L’approccio da sistemista dovrebbe sostituirsi alla logica dello “scaricabarile nell’identificare cosa non ha funzionato” a cui oggi invece si ricorre per la maggior parte, per trovare soluzioni che sono frutto di “interconnessione fluida di azioni e responsabilità”.
E proprio alla luce della situazione che si sta delineando in questi giorni, alle prese con una seconda forte ondata di contagi, si deve prendere atto che purtroppo quello che doveva essere in primavera-estate il tempo della programmazione, il momento di “pensare e agire come sistema” per essere pronti a gestire il cambiamento, invece è stato un tempo di discussioni e confronti infruttuosi, è mancata la capacità di “osservare i problemi a 360 gradi”.

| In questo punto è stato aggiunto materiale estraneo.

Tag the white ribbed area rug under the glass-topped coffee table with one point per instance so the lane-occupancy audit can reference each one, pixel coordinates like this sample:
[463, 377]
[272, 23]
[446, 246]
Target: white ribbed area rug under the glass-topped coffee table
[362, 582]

Ciò di cui si avverte pesantemente la mancanza, soprattutto in questa fase così difficile – sottolinea Pisino – è “una formazione continua su tecnologie digitali e metodologie applicative”. Ciò di cui il nostro Paese ha bisogno è “una formazione continua mirata all’articolazione delle competenze, collocando le azioni degli stakeholder in un pattern sistemico”. Serve un “nuovo modello, che garantisca a grande velocità, la formazione continua dei lavoratori”.
L’auspicio conclude Pisino – è che l’Italia torni “leader dell’approccio sistemico, che ha fatto la fortuna di molte nostre imprese, e affrontare da leader le sfide definite dall’Europa”.